Ben de bunun neden olduğunu düşündüm. Niçin bir olayı şiddetle kınarsak, yargılarsak, eleştirirsek aynı olayı biz de deneyimliyoruz. Birincisi burada seçici dikkat de söz konusu. Her kınadığımızı yaşamamız teorik olarak biraz zor. Fakat pek çoğunuz daha önce asla yapmam dediği şeyleri yapmak zorunda kalmış olabilir.
Bu durumun tek nedeni bilinçaltımızdır. Bizler mantık düzeyinde hep daha iyiye, daha güzele gitmeyi deneyimlerken bilinçaltı böyle çalışmıyor.
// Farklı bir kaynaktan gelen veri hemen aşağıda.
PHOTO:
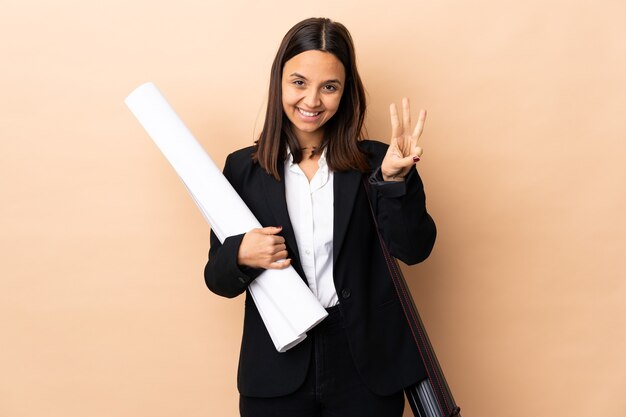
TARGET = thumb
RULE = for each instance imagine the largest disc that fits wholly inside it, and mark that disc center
(271, 230)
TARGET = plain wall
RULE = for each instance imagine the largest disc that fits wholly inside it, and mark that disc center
(103, 308)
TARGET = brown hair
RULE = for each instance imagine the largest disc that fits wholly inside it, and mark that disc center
(343, 131)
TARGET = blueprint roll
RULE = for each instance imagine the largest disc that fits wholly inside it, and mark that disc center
(286, 304)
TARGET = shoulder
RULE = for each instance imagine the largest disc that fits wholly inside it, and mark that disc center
(242, 156)
(239, 160)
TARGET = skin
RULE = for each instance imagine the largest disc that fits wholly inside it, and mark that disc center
(313, 83)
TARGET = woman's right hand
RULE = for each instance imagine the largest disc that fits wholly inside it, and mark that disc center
(263, 248)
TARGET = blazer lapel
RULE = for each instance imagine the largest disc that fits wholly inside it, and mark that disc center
(346, 186)
(277, 205)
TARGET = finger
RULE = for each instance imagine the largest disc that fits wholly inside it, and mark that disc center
(406, 114)
(270, 230)
(281, 264)
(396, 129)
(279, 255)
(407, 161)
(279, 248)
(419, 127)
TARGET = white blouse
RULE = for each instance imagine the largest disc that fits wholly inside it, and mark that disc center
(310, 206)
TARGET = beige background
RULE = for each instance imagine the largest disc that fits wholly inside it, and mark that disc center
(103, 308)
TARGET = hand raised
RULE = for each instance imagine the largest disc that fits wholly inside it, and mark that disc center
(263, 248)
(403, 152)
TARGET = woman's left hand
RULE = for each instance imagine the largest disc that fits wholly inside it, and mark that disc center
(403, 152)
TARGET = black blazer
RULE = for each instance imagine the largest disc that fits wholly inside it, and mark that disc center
(379, 338)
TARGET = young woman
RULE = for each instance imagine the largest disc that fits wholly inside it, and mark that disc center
(305, 180)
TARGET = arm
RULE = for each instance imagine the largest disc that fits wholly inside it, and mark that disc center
(233, 265)
(398, 199)
(400, 208)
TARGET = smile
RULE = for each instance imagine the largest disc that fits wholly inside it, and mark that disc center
(308, 113)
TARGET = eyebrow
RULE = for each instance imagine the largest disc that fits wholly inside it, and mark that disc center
(295, 74)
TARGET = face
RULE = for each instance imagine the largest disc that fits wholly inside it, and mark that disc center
(312, 84)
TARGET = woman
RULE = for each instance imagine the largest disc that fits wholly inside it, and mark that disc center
(305, 180)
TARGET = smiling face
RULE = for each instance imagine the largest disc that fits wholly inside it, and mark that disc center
(312, 84)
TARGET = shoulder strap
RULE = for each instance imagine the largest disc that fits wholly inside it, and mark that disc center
(437, 385)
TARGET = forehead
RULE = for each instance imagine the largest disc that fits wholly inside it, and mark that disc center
(315, 65)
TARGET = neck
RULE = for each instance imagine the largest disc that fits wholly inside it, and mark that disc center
(310, 141)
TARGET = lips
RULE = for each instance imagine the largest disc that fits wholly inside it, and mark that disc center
(308, 113)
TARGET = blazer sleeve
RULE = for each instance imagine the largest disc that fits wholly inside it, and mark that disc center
(400, 209)
(222, 274)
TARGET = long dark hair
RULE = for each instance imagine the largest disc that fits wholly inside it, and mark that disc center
(343, 131)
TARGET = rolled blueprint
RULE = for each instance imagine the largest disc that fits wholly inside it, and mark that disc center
(287, 306)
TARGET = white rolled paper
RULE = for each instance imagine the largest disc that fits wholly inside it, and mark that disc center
(287, 306)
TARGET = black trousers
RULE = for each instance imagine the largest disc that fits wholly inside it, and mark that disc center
(332, 388)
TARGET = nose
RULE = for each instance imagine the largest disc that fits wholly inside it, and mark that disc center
(312, 99)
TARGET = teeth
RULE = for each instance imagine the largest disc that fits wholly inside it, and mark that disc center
(307, 113)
Bilinçaltı sadece ilgisini çeken ya da kendi havuzunda var olan olumlu ya da olumsuz fark etmez tüm deneyimleri kendine çekiyor.
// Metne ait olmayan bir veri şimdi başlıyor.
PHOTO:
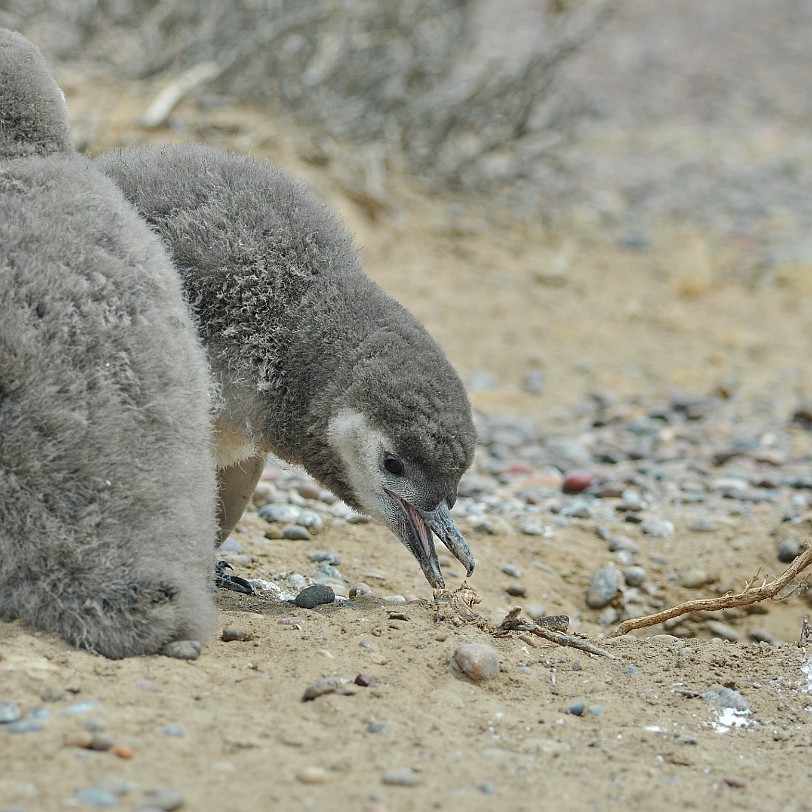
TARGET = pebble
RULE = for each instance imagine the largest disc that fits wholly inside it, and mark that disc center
(325, 557)
(315, 595)
(281, 513)
(789, 550)
(24, 726)
(401, 778)
(605, 585)
(479, 662)
(310, 519)
(295, 532)
(657, 528)
(576, 481)
(312, 775)
(634, 576)
(234, 633)
(166, 799)
(183, 649)
(693, 579)
(96, 796)
(9, 712)
(723, 630)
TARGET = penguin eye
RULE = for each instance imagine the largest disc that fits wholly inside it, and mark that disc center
(393, 464)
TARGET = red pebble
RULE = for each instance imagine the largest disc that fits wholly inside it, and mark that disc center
(577, 481)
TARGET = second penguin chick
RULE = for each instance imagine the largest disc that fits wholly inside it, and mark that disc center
(315, 363)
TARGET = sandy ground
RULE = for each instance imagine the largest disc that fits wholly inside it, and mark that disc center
(230, 730)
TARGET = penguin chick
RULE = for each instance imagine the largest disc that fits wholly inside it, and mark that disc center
(314, 362)
(107, 483)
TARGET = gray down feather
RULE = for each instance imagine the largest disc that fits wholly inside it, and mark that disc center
(107, 485)
(294, 329)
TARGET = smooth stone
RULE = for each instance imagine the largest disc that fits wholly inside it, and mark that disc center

En bilindik örneği verelim; siz cinsel dürtülerinizi aşırı bastırırsanız sizin tam zıttınız olan kişileri eleştirmeye çok müsait olabilirsiniz. Aslında kınadığınız, eleştirdiğiniz, yargıladığınız kişi bilinçaltınızda bastırdığınız dürtülerinizi birebir yaşayan kişidir.
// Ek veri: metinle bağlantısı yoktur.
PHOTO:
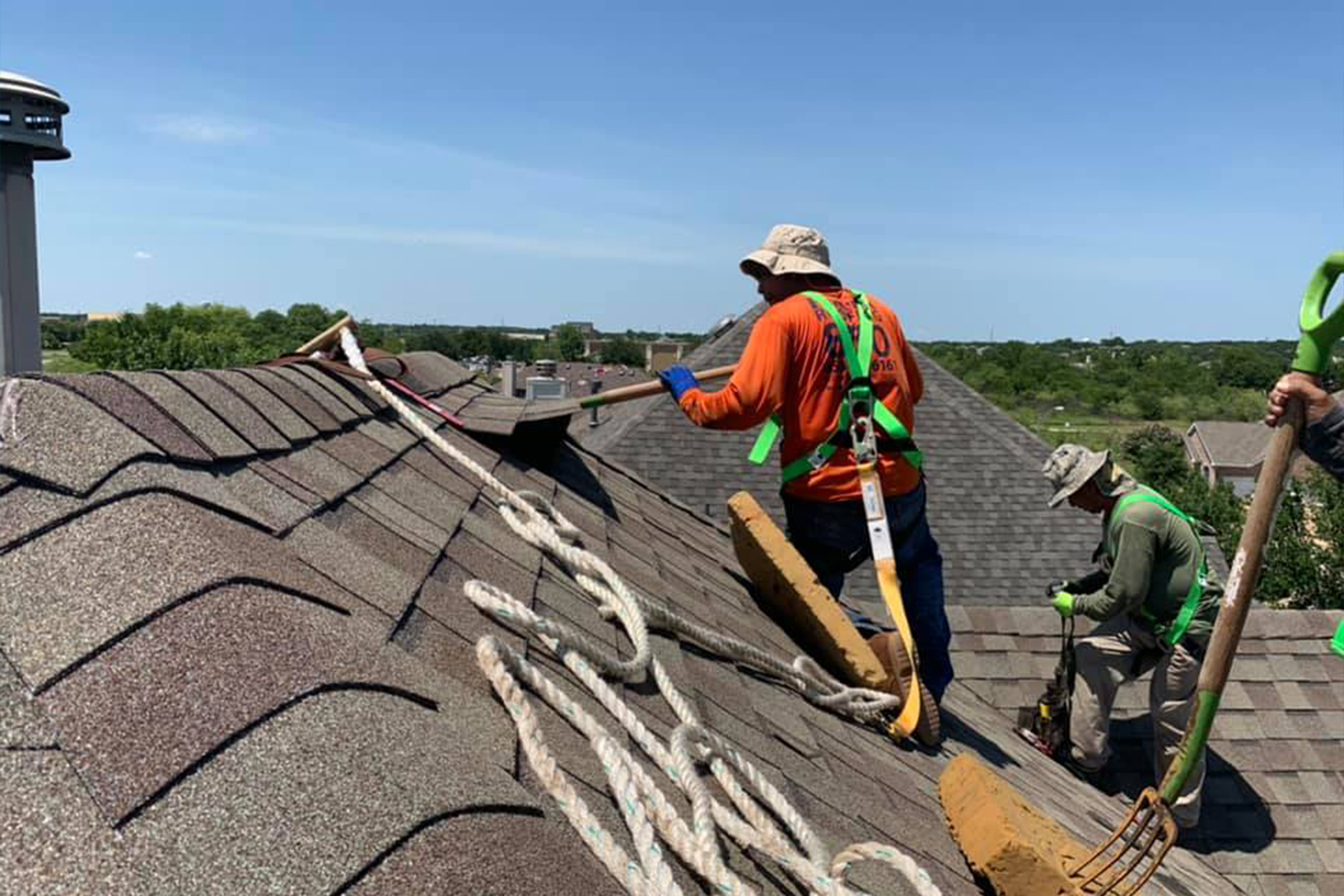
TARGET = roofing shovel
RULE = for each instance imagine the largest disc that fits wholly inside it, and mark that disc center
(1124, 862)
Ya da saldırganlık dürtülerinizi çok bastıran, sakin mülayim birisiniz ve şiddet haberleri sizi şoke ediyor, “bir insan bir insana bunu nasıl yapar” aklım almıyor diyorsunuz. Yine sizi şaşırtan, dikkatinizi çeken, eleştirdiğiniz kişiler sizin kontrol etmeye çalıştığınız yanınızı gösteriyordur.
Freudyen kuramda projeksiyon ve reaksiyon formasyon savunma mekanizmalarını kullanıyorsunuzdur aslında.
Ben konuyu saptırmadan atasözüne dönmek istiyorum. Bir süre sonra niçin birebir aynı deneyimi yaşıyorsunuz? İki ayrı açıklama yapacağım.
Kınadığınız kişi ya da olay aslında bilinçdışı bastırılmış arzunuzun dış gerçeklikte varolduğunu öğrenmenizle birlikte sizi yasaklayan, kontrol etmeye çalışan tarafınızın yani süperegonuzun bastırdığınız konuda gücünü zayıflatıyor ve ilk fırsatta bilinçdışı arzularınız bilinç düzeyine çıkıyor. Ne zaman arzularınız tatmin ediliyor, iş çoktan içinden çıkılmaz hale geliyor o zaman fark ediyorsunuz, “aa kınadığım olayı yaşamışım”.
Başka bir açısından bakarsak, bizler dünya üzerinde ilgimizi çekmeyen hiçbir şeyi fark etmeyiz. Muhteşem görünen de dikkatimizi çeker iğrenç bulduğumuz şey de dikkatimizi çeker ve ne zaman bir şeye “böyle bir şey nasıl olabilir” dersek bilinçaltımız yine bu olayı kendine çekecektir. Çünkü merak ediyor. Kendi havuzunda var, ilgisini çekiyor ama hiç deneyimlememiş. Sonra şak önünüze çıkıyor “aa böyle oluyormuş”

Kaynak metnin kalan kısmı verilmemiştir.